Nice polyester ebony finish. If you like black, you'll love it.
> Describe the touch and response.
Good touch, even before the adjustment. Many Japanese pianos have a bright tone, exacerbated through the years by hardening of the hammer felts through use. Not this Kawai - nice and mellow (But not muffled, like some older uprights I have tried).
> Has it maintained its reliability over time?
This Kawai US-50 was made in 1982. I'd say it's stood up to 20 years' worth of wear.
> How stable is the tuning?
That was my only worry about buying a used piano imported from Japan; and this one had spent some time in Tokyo, a higher humidity than most of Southern California. I hoped that this one was made after Kawai fixed its earlier problems with the extremes of US seasonal climates. But the tuner told me that the pins were in good shape, not very tight but not too loose. His pitch raise has held up for about a week now, through weather and humidity changes from dry Santa Ana winds to rain.
(an update: 02/12/03)
It is about a month later, and raining outside. I notice that my piano has gone slightly flat, evenly throughout its range. I am not too concerned because I notice that a lot of my students' pianos have also gone out of tune with the change in weather and that the tuner told me that this would happen after the pitch raise. I plan to have him come out soon for a fine tuning.)
(further update- 3/12/03)
This morning I played Debussy's CLAIR DE LUNE on the piano. It seems to be holding its pitch, a bit out on a few notes but fine overall, since the piano tuner came out about three weeks ago...
> Share your experience with warranty or manufacturer's guarantee.
Used piano, so no warranty. Most piano warranties are not transferable after the original owner.
> What shape is your piano in?
Pretty good. A few dings on the finish here and there, and some dullness to the brass on the nameplate and the pedals, but the inside looks pristine...
> Which types of environments best suit this style piano?

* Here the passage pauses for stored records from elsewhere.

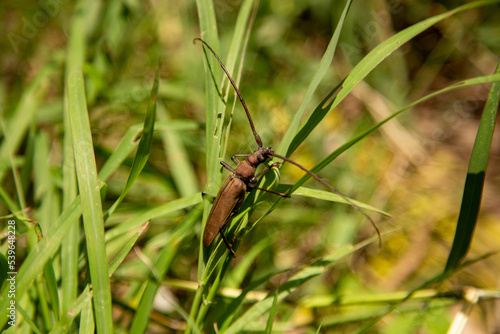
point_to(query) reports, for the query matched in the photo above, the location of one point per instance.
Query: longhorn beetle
(243, 179)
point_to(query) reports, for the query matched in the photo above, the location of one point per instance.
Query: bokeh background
(414, 167)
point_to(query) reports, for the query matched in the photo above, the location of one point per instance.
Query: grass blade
(144, 145)
(304, 275)
(366, 65)
(320, 73)
(90, 197)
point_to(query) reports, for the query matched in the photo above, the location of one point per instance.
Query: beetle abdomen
(228, 201)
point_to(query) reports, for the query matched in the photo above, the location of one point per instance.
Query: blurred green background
(414, 167)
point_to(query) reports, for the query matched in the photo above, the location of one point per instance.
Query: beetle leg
(254, 179)
(272, 192)
(221, 231)
(226, 166)
(208, 196)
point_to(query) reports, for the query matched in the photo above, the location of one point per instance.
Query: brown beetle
(243, 179)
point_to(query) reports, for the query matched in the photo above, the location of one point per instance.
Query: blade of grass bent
(144, 148)
(32, 266)
(367, 64)
(297, 280)
(162, 264)
(88, 185)
(180, 166)
(474, 183)
(318, 76)
(75, 56)
(326, 161)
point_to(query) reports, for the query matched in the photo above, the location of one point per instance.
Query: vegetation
(113, 123)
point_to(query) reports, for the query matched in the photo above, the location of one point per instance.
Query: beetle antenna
(255, 134)
(320, 180)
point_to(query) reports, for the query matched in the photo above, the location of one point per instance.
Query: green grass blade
(113, 265)
(344, 147)
(74, 310)
(88, 185)
(474, 183)
(144, 145)
(32, 266)
(297, 280)
(270, 320)
(161, 266)
(181, 167)
(176, 205)
(327, 196)
(318, 76)
(367, 64)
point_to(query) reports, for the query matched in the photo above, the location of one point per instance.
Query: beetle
(243, 179)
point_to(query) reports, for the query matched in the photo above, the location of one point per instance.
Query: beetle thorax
(245, 170)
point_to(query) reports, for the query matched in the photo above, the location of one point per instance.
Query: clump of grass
(102, 170)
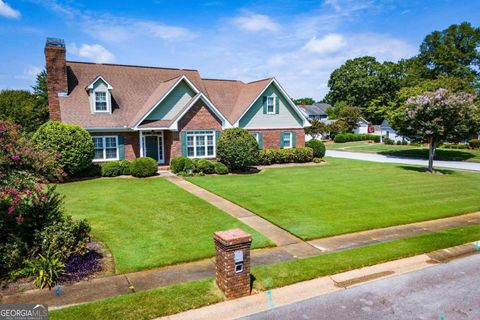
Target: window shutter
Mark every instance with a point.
(121, 148)
(184, 143)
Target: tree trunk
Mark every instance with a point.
(431, 154)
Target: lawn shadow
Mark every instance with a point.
(424, 169)
(440, 154)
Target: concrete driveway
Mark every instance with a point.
(446, 291)
(461, 165)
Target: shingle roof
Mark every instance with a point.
(136, 89)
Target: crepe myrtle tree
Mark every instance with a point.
(435, 117)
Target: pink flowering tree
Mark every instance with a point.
(436, 117)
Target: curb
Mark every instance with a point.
(290, 294)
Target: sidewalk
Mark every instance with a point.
(461, 165)
(275, 298)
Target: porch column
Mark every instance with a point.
(142, 153)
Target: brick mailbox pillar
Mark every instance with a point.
(232, 263)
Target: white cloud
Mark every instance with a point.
(29, 73)
(253, 22)
(7, 11)
(327, 44)
(95, 52)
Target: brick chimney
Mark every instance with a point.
(55, 58)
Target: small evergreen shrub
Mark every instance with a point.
(220, 168)
(317, 146)
(474, 143)
(205, 166)
(237, 149)
(143, 167)
(115, 168)
(71, 143)
(347, 137)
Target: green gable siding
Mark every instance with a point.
(173, 103)
(284, 117)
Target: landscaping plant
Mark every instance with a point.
(237, 149)
(71, 144)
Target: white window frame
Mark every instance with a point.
(95, 102)
(104, 146)
(273, 104)
(291, 140)
(205, 134)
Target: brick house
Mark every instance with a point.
(135, 111)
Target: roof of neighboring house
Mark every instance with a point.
(137, 89)
(317, 109)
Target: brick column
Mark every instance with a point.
(232, 264)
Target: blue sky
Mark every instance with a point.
(298, 42)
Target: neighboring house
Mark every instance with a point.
(317, 111)
(134, 111)
(388, 132)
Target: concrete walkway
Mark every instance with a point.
(275, 298)
(283, 239)
(461, 165)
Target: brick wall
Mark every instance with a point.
(56, 78)
(271, 137)
(130, 139)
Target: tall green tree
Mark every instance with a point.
(453, 52)
(435, 117)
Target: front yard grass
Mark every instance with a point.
(406, 151)
(176, 298)
(149, 223)
(346, 196)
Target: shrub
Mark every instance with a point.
(115, 168)
(46, 269)
(317, 146)
(347, 137)
(220, 168)
(71, 143)
(299, 155)
(205, 166)
(67, 238)
(474, 143)
(237, 148)
(143, 167)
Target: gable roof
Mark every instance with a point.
(137, 90)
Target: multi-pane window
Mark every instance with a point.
(270, 105)
(100, 101)
(287, 139)
(200, 144)
(106, 148)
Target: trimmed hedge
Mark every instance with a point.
(474, 143)
(115, 168)
(293, 155)
(143, 167)
(347, 137)
(71, 143)
(220, 168)
(317, 146)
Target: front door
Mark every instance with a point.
(153, 145)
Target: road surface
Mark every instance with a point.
(462, 165)
(444, 292)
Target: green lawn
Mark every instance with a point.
(345, 196)
(149, 223)
(406, 151)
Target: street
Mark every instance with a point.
(445, 292)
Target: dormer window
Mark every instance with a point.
(101, 101)
(100, 92)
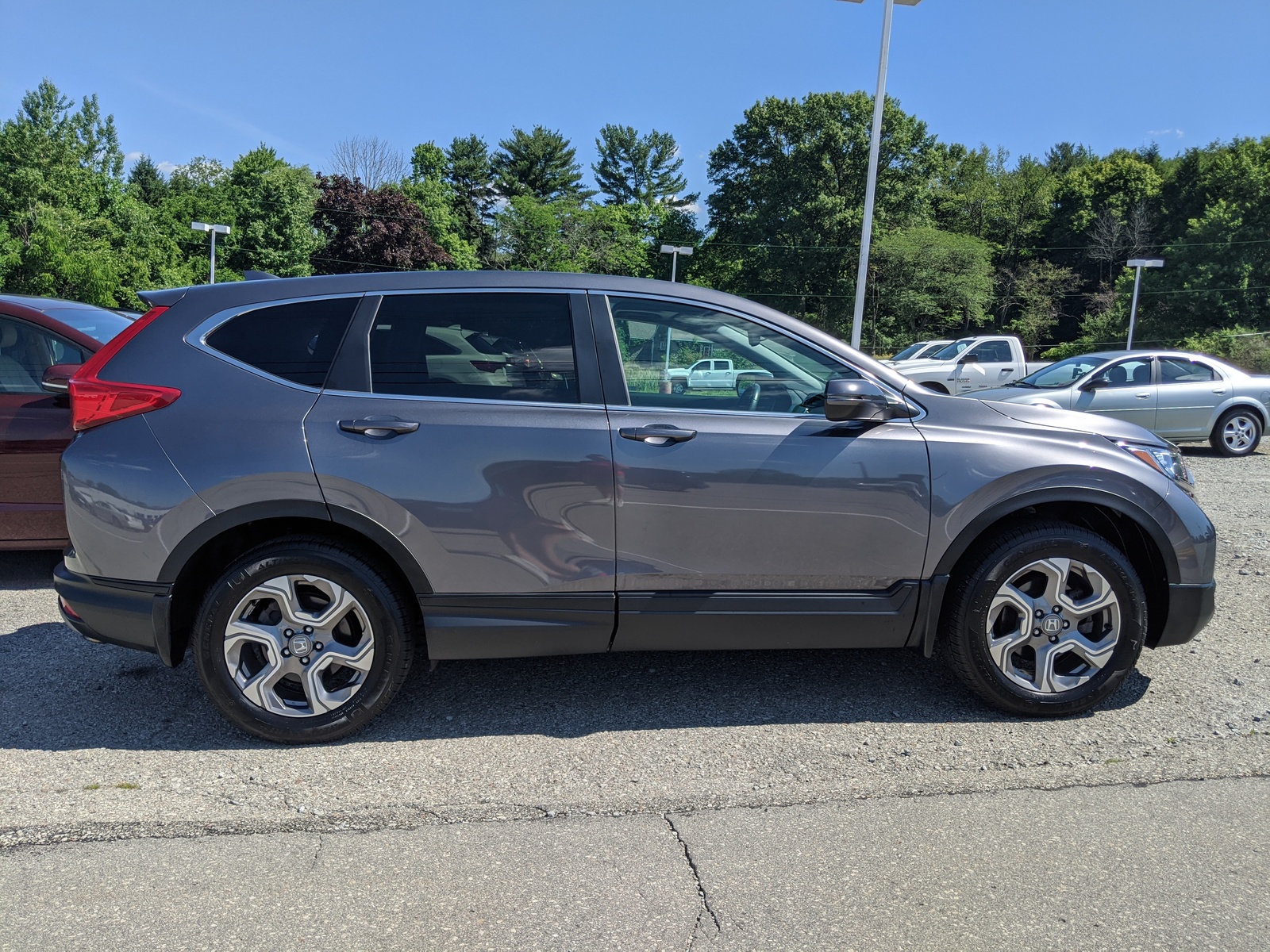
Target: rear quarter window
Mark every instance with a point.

This piano would look nice in a school or a church. Mine is in a condo, and the movers put it on its edge to get it around the one corner to the master suite. It may look intimidating, but if you want the tonal power of a grand without the expense, you can't do better than this tall upright. If you don't like the style of the outer case you might want to look at the K60, it's the same height (but probably no sostenuto pedal) with a more modern styling.